North American Butterfly Association is the place to go to find butterfliers and butterfly activities. Founder Jeffrey Glassberg has overseen the development of a vigorous organization.  NABA has built a large, effective organization of amateur and professional naturalists studying and conserving butterflies.

North American butterflies     Butterflies Through Binoculars-The West     eastern butterflies     Butterflies Through Binoculars—Boston New York and Washington     Florida Butterflies

The Butterflies Through Binoculars books by NABA found Jeffrey Glassberg are invaluable references.  I use them regularly, for photos, descriptions, and biology.  Warning:  The the edition I saw of the poorly named Butterflies of North America excluded Canada, though it remains a good source on the United States.  Don't remember if Alaska and Hawaii are covered.




State and Regional Guides

Such abound, and I recommend them all for the local knowledge and details they contain.  Some are full books, others one-page guides. Far too numerous for me to know about or list them all, I only display my own:

North Coast Butterflies & Day Moths

That's the northwest Oregon coast.

My guide is published by the North Coast Land Conservancy, a magical organization for preserving habitat, building a conservation community, and education.  It features life-size photos for quick visual reference, with repeated image fragments emphasizing key field marks, to train our eyes to look twice at those features.
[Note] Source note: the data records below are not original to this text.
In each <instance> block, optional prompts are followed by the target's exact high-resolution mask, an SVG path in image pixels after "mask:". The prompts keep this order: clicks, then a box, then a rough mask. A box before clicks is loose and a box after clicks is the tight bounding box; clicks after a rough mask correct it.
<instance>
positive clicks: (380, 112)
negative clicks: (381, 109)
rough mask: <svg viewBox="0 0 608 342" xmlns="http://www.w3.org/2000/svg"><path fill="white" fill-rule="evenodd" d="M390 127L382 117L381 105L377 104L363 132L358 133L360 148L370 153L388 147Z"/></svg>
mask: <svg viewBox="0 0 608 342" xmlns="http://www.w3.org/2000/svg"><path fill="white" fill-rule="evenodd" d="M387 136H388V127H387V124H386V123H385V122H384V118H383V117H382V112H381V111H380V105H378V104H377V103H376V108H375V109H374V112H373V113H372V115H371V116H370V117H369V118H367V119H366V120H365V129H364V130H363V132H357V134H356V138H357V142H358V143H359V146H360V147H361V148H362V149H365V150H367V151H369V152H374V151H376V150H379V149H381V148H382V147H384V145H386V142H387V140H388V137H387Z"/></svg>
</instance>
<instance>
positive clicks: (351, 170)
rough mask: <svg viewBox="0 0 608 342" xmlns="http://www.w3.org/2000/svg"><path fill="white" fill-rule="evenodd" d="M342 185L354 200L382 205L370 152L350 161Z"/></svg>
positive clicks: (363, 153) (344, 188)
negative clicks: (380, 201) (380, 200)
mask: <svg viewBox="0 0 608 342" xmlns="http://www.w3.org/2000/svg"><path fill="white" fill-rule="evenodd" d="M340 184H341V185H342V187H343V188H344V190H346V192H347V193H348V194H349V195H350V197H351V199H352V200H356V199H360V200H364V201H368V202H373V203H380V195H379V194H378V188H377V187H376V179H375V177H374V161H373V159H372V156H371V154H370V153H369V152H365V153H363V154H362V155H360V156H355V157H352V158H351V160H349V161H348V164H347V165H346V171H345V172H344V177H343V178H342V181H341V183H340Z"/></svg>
Click for full-size version, printable on letter paper, 6.2 MB file, 100 pixels per inch. Text discussion on the backs.

North Oregon Coast Butterfly guide

Or click here for the original 11x17 inch version, 300 pixels/inch, 10 MB file.  Text discussion on the back.

British Columbia butterflies

In Butterflies of British Columbia, Crispin Guppy and Jon Shepard provide the most detailed range maps for subspecies, along with methodical specimen photographs and great discussions.  Invaluable throughout the Pacific Northwest, not just in British Columbia.  Wouldn't be without it.







Oregon Butterflies

Andrew Warren, Butterflies of Oregon:  Their Taxonomy, Distribution, and Biology.  (Lepidoptera of North America 6, Contributions of the S. P. Gillette Museum of Arthropod Diversity, Colorado State University.) In almost 300 pages of details, Warren delivers exactly what the title promises. Love it.